Secrets and API Keys

Good news! This application requires NO API keys or secrets to run.

Everything runs locally on your Mac!

  • Whisper: Runs locally, no API key needed
  • MLX-LM: Runs locally on Apple Silicon, no API key needed
  • ChatterBox: Runs locally, no API key needed

Advanced Usage

Programmatic Usage

You can also use the voice assistant programmatically:

from localtalk import VoiceAssistant, AppConfig

# Create custom configuration
config = AppConfig()
config.mlx_lm.model = "mlx-community/Llama-3.2-3B-Instruct-4bit"
config.chatterbox.exaggeration = 0.7

# Create and run assistant
assistant = VoiceAssistant(config)
assistant.run()

Custom System Prompts

localtalk --system-prompt "You are a pirate.

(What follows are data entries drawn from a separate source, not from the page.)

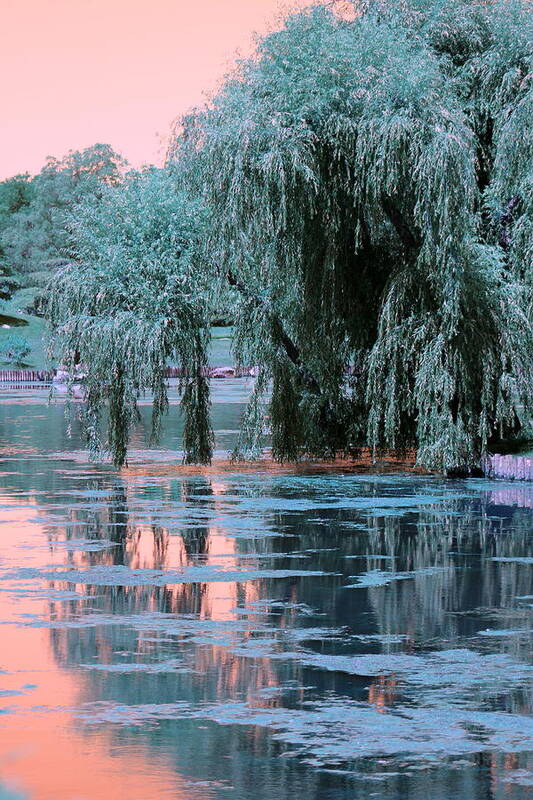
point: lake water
(255, 636)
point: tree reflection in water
(213, 679)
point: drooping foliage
(363, 190)
(369, 181)
(132, 299)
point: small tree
(134, 298)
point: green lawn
(35, 334)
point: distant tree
(367, 183)
(134, 296)
(32, 236)
(369, 177)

Respond in pirate speak, matey!"

Troubleshooting

Common Issues

  1. "Model not found" error:

    • The model will be automatically downloaded on first use
    • Ensure you have a stable internet connection for the initial download
    • Check that you have sufficient disk space (~4-8GB per model)
  2. "No microphone found" error:

    • Check your system's audio permissions
    • Ensure your microphone is properly connected
    • Try specifying a different audio device
  3. "Out of memory" error:

    • MLX is optimized for Apple Silicon but large models may still require significant RAM
    • Try using a smaller/quantized model
    • Close other applications to free up memory
  4. Poor voice cloning quality:

    • Use a longer, clearer voice sample (10-30 seconds)
    • Ensure the sample has minimal background noise
    • Try adjusting exaggeration and cfg-weight parameters

Development

Running Tests

# Install dev dependencies
uv pip install -e ".[dev]"

# Run tests
pytest

# Run with coverage
pytest --cov

Code Style

# Format code
ruff format

# Lint code
ruff check --fix

License

MIT License - see LICENSE file for details.

Acknowledgments

  • Apple MLX team for the efficient ML framework for Apple Silicon
  • MLX-LM community for providing quantized models
  • OpenAI Whisper for speech recognition
  • Resemble AI for ChatterBox TTS

Future Plans & Roadmap

Language Support

Currently, LocalTalk supports English (American and British accents). Chinese language support is coming next, with other major world languages to follow. The underlying models (Whisper, Gemma3, and Kokoro) already have multilingual capabilities - we just need to wire up the language detection and configuration.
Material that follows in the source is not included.